Le gouvernement japonais a demandé mercredi à l’Église de l’Unification, un groupe religieux au centre d’une controverse en raison de ses liens avec le parti au pouvoir et de l’assassinat de l’ancien Premier ministre Shinzo Abe, de lui remettre une série de documents sur des affaires passées de malversations à son encontre.
C’est la deuxième fois que les autorités demandent ce type de documents au groupe dans le cadre de leur enquête sur ses activités controversées, après que le meurtrier avoué d’Abe, Tetsuya Yamagami, a souligné l’implication présumée de l’ancien Premier ministre dans l’établissement dans le pays de la secte, qu’il accuse d’avoir mis sa famille en faillite.
Selon l’agence de presse Kiodo, la ministre japonaise de la culture, Keiko Nagaoka, a demandé à l’organisation des documents sur plus de 20 procès civils intentés contre le groupe et qui ont abouti au motif que l’Église de l’Unification était responsable de pratiques illégales dans la collecte de dons et d’adeptes.
Les malversations présumées de l’organisation sont dans le collimateur des autorités depuis l’assassinat d’Abe en juillet dernier. L’enquête précédente a également porté sur des documents de l’organisation datant de 2009, dans lesquels elle se serait engagée à faire preuve d’une plus grande transparence et à éviter de solliciter des dons en échange de «conjurer le mauvais karma».

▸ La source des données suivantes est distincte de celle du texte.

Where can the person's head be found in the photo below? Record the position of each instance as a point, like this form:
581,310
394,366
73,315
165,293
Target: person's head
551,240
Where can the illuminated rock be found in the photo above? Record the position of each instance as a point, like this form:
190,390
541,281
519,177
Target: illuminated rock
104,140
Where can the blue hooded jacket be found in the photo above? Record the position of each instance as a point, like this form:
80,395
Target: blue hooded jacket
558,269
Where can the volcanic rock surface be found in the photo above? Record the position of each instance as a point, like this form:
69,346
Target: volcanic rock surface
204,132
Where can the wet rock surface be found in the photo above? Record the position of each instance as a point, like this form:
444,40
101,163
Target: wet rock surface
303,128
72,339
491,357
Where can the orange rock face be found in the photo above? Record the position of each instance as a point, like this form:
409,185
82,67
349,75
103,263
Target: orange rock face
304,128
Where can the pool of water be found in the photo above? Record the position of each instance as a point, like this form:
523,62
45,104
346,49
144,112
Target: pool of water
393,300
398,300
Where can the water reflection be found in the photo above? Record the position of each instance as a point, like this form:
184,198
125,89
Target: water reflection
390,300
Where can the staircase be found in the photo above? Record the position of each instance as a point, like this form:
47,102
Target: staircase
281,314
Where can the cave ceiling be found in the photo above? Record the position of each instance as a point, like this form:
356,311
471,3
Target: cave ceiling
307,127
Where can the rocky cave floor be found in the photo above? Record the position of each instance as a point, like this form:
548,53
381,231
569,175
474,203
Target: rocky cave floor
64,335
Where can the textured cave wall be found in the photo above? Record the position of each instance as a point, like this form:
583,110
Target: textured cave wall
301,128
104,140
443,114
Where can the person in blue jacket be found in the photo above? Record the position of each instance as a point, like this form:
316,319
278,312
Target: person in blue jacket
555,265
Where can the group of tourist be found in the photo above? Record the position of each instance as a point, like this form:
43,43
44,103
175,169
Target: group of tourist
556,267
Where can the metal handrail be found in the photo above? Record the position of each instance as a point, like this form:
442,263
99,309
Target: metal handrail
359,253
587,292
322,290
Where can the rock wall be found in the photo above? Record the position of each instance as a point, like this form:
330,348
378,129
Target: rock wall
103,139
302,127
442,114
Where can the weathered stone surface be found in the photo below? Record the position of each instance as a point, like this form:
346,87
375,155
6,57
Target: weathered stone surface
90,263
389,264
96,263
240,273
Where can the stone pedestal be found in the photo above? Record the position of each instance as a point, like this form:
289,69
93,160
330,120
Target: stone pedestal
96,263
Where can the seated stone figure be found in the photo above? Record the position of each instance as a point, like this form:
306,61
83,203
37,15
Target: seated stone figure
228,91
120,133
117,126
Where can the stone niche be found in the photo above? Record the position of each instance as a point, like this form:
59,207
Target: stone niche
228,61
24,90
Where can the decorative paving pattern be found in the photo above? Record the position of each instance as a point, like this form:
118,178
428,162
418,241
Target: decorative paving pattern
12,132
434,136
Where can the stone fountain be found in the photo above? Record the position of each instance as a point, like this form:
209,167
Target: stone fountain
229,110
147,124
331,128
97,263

Le gouvernement a maintenant donné à l’église jusqu’au 6 janvier pour soumettre les données requises. Si l’enquête confirme qu’elle a violé la législation en vigueur et porté atteinte au bien-être public, les autorités peuvent demander sa dissolution, ce qui entraînerait le retrait de son statut de société religieuse mais lui permettrait de poursuivre ses activités.